"obudziła się"

27 2 5
                                    


Piosenka: Jungle

– wstawaj! Robimy jutro imprezę! – ktoś mi krzyknął do ucha co skomętowałam uderzeniem tego kogoś poduszką – pomożesz nam – powiedział przekonany.

Od razu sposyrzegłam że pewien szarowłosy chuj nie został że mną do rana.

–jaką imprezę – jęknęłam wyrażając moje oburzenie, kto śmie mnie tak wcześnie budzić

– skoro dołączyliśmy do ligi chcemy zrobić domówkę – wyszczerzył się Isao a ja już wiedziałam, że o tej "imprezie" wie tylko on, co więcej jestem przekonana że powie innym dopiero 10 minut przed rozpoczęciem

– po pierwsze, to głupie, po drugie, która godzina?

– jest dokładnie czternasta trzydzieści dwa w piątkowy, grudniowy dzień – może jednak nie jest tak wcześnie....

– idź stąd Isao... – jęknęłam w poduszkę zrezygnowana, po moich słowach (ku mojemu zdziwieniu) opuścił pokój

Po około 10 minutach wstałam mając w głowie wszelkie możliwe obrazy tortur dla Shigarakiego, czemu mnie zostawił? Nie jest typem chłopaka który zostaje do rana? Ubrana w krótkie czarne spodenki do połowy ud i luźną koszulkę wcześniej zabraną z szafy Shiggyego (mając gdzieś że jest grudzień) poszłam do kuchni gdzie siedział przy wyspie kuchennej Isao śmiejąc się i pijąc kawę z Izumi podczas gdy Azumi siedziała w ciszy grzebiąc w telefonie

– co się stało Azumi? – zapytałam z troską.

– oni się że mnie śmieją! – powiedziała oburzona w taki sposób że nie potrafiłam powstrzymać uśmiechu – teraz ty też się że mnie śmiejesz – mruknęła patrząc na mnie z wyrzutem, pokręciłam głową i przestałam się uśmiechać

– przepraszam kontynuuj

– cały czas mówią mi że się niby zakochałam a to nie prawda! – krzyknęła I wskazała na Izumi – ale to ona się przymilała i go podrywała a teraz udaję świętą.

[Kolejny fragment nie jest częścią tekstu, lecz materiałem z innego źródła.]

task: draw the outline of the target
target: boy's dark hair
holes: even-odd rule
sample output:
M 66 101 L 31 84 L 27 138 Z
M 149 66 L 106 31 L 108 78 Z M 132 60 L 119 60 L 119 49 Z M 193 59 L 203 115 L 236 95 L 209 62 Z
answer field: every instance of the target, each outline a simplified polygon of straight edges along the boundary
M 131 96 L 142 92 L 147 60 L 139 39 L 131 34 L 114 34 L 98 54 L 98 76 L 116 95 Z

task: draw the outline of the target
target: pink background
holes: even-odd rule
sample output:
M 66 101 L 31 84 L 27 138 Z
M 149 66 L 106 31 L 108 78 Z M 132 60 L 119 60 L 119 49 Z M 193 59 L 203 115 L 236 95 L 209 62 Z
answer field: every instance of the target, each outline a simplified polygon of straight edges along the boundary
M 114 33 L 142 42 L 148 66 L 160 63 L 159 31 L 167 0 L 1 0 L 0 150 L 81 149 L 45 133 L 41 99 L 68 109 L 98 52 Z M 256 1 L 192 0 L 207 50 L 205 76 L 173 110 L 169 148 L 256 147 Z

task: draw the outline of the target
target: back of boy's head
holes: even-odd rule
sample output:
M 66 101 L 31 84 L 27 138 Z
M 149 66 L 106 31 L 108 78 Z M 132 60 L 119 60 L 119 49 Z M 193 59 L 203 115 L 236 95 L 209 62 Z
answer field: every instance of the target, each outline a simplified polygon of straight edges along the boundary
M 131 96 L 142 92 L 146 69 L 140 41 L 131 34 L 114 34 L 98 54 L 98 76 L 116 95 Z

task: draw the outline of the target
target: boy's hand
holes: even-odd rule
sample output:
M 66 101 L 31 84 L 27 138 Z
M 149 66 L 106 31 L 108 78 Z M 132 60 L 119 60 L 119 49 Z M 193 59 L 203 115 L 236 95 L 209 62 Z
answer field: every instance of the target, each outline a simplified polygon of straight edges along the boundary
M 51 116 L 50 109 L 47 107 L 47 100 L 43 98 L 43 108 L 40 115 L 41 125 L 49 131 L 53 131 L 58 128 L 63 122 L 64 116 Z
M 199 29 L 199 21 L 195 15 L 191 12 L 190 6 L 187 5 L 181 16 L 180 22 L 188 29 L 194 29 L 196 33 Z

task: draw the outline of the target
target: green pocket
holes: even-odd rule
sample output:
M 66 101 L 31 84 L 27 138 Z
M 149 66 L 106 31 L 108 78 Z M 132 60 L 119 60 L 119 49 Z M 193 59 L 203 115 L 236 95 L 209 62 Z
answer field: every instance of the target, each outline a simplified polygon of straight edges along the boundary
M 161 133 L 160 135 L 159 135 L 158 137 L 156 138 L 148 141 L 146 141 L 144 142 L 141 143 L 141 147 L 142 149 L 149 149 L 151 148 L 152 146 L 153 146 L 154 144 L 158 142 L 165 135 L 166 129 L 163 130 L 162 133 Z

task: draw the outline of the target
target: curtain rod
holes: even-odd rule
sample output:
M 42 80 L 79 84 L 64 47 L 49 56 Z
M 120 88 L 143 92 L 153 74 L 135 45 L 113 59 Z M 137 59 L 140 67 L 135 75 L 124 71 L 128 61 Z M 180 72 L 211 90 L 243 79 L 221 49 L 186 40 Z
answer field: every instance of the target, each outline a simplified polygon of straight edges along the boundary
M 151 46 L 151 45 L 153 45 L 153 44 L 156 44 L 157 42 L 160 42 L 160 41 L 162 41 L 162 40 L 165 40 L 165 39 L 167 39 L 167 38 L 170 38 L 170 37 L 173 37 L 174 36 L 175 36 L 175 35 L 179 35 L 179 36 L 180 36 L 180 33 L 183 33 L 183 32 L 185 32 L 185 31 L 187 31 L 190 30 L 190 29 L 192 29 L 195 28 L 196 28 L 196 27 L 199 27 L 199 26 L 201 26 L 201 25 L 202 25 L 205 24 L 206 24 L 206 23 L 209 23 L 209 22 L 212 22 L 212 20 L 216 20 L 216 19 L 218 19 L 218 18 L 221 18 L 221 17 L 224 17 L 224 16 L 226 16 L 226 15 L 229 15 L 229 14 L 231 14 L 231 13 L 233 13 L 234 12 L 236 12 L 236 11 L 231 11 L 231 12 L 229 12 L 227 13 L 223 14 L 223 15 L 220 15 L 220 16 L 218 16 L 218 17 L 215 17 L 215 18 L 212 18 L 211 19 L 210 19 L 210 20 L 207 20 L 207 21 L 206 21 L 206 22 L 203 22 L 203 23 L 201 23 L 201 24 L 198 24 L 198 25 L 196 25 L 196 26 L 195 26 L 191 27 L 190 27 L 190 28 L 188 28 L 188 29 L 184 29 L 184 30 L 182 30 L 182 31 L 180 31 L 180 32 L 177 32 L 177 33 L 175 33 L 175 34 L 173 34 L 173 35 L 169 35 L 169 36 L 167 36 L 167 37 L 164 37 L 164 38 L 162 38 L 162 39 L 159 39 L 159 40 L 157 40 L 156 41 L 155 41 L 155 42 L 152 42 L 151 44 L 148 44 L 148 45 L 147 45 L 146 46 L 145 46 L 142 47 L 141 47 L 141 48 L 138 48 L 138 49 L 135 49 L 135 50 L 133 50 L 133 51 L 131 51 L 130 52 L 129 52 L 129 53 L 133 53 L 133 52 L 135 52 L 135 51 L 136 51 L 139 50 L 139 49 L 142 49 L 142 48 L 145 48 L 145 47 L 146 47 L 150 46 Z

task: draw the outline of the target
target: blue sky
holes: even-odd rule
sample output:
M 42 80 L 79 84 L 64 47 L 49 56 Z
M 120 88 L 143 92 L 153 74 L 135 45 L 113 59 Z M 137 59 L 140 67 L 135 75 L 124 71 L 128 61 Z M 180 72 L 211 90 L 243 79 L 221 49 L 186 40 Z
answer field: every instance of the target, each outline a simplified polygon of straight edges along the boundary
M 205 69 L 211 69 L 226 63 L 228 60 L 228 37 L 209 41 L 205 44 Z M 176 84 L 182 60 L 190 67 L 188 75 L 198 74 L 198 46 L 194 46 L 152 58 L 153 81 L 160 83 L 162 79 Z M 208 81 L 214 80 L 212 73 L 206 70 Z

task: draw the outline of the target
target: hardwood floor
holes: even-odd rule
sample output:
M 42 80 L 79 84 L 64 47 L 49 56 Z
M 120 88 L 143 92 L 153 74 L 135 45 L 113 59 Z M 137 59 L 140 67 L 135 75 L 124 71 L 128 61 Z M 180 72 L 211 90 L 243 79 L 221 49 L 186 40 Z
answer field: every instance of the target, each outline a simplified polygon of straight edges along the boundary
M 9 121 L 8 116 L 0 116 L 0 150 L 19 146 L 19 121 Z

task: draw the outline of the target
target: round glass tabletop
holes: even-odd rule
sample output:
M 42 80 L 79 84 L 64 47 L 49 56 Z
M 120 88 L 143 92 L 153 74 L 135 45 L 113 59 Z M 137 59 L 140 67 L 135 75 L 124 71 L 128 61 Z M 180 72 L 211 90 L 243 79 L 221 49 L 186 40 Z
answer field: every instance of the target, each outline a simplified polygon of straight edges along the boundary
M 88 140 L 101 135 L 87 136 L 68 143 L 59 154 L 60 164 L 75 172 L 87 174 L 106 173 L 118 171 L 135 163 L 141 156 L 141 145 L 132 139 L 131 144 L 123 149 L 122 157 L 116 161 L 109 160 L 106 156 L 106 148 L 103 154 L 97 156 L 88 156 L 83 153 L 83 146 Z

– czekaj – mruknęłam – o kogo chodzi?

– o tego z bliznami, ma czarne włosy i niebieskie oczy. – powiedziała pewnie Izumi przez co Azumi zrobiła minę w stylu: "A nie mówiłam?" przewracając przy tym oczami

– Dabi jest byłym Akity – gdy to powiedziałam Azumi zrobiła się nieswoja i wyszła mówiąc nam że idzie do pokoju

– mówiłam debilu – powiedziała Azumi do Isao co zaczęło kolejną wojnę światową, nie chcąc słuchać ich kłótni zrobiłam herbatę i wiedziąc że Shigarakiego nie ma w jego pokoju poszłam do swojego. Wzięłam telefon i pozamawiałam meble i komputer, mam nadzieję że za wszystkie te rzeczy zapłaci Tomura gdyż ja zapomniałam portfela ze starego domu (a raczej nie miałam pieniędzy), ale już się zadeklarował więc nie powinno być problemu, nagle gorzej się poczułam, szybko pobiegłam do łazienki klękając przed sedesem i wymiotując jakąś czarną maziaje... pojawiły mi się mroczki przed oczami i ledwo wypłukałam usta i buzię bo następne straciłam przytomność.

•××ו

– jakim kurwa cudem nikt nie zauważył że zemdlała?! – pierwsze słowa jakie usłyszałam po obudzeniu były agresywne i należały do Tomury

– obudziła się! – Usłyszałam Isao i szerzej otworzyłam oczy gdy ktoś mnie gwałtownie przytulił.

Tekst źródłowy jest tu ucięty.